Avec le feu vert accordé par le  gouvernement de M. Charest au projet de terminal méthanier Rabaska, c'est notre respect des engagements pris en vertu du Protocole de Kyoto qui est mis à mal. C'est 125 000 tonnes de gaz à effet de serre supplémentaires qui seront rejetées dans l'atmosphère annuellement, l'équivalent de plus de 20 000 voitures roulant pendant un an sur les routes du Québec. C'est aller contre la volonté des citoyennes et des citoyens situés à proximité qui se sont clairement prononcés contre le projet. Pour toutes ces raisons, Québec solidaire dénonce vivement cette décision qui va à l'encontre des principes les plus élémentaires de développement durable.

"De l'avis de nombreux experts, les ports méthaniers de Rabaska et de Gros-Cacouna sont parfaitement inutiles pour répondre aux besoins énergétiques des Québécois à court terme. Les seuls bénéficiaires seront les promoteurs, aux dépens des citoyens situés à proximité qui verront des terres agricoles sacrifiées inutilement et une altération importante des beaux paysages de la région. Les populations de Beaumont, Lévis et de l'île d'Orléans s'inquiéteront, à juste titre, des risques d'accident à un endroit où la voie navigable du St-Laurent est étroite", affirme Françoise David, co-porte-parole de Québec solidaire.

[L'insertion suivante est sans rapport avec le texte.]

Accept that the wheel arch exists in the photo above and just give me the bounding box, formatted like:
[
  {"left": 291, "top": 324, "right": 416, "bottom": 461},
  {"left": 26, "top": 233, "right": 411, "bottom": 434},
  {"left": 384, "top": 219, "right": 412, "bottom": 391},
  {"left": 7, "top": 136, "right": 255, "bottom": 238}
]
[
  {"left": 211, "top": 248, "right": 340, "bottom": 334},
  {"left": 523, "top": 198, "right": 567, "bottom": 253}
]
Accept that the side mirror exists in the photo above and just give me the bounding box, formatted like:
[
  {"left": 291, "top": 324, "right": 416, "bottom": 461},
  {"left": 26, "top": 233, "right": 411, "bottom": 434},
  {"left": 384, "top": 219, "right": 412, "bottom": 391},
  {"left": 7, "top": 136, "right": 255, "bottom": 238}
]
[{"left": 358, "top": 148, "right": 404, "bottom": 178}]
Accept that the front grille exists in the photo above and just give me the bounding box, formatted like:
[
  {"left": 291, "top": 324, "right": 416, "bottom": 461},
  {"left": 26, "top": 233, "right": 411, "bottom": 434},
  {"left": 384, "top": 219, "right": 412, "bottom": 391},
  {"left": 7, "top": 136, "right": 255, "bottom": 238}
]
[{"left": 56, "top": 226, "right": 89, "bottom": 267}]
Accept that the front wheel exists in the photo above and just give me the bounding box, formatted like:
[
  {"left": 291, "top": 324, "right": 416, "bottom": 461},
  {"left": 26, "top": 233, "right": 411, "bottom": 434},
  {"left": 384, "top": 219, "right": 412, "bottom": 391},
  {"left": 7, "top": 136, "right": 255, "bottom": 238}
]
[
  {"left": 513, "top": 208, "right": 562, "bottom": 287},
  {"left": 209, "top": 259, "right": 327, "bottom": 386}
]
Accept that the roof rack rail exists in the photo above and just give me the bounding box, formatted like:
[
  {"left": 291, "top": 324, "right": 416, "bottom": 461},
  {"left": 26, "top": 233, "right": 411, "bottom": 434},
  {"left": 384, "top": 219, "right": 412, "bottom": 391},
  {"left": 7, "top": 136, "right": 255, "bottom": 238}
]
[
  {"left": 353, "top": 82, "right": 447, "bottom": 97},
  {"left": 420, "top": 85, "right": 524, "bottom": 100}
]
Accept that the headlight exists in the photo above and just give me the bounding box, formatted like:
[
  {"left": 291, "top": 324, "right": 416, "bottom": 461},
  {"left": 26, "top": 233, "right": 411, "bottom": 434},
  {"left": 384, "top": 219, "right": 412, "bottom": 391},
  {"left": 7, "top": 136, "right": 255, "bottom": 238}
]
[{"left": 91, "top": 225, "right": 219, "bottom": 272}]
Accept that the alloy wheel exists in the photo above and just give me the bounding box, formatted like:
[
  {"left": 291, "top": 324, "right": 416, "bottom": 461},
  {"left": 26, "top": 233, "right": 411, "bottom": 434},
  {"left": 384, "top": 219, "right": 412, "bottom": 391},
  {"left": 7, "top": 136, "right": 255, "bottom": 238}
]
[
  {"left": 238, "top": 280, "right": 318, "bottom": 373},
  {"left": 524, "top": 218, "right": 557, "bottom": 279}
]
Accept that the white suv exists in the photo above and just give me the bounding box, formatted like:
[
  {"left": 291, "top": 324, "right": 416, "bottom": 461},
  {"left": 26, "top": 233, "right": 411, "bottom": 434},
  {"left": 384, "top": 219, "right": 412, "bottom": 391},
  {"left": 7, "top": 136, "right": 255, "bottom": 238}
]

"L'argument avancé par les promoteurs qui veut que le gaz naturel se substituera progressivement au mazout, très polluant, est séduisant mais ne tient pas la route. Ne vient-il pas d'être taillé en pièces dans une toute nouvelle étude ? Il existe de bien meilleures solutions de rechange. Québec solidaire propose d'investir dans les énergies vertes comme la géothermie, la biomasse et l'éolien plutôt que dans les énergies fossiles" poursuit Françoise David.

Par ailleurs, Rabaska aura des impacts importants sur la santé des résidents situés à proximité et même au-delà. L'avis négatif des agences de santé publiques concernées n'a manifestement pas été écouté. "Combien de fois a-t-on entendu M. Charest répéter qu'il faisait de la santé sa première priorité ? Avec cette décision, on voit à quel point cette fameuse priorité ne pèse pas lourd devant les intérêts des promoteurs" indique le Dr. Amir Khadir, co-porte-parole de Québec solidaire.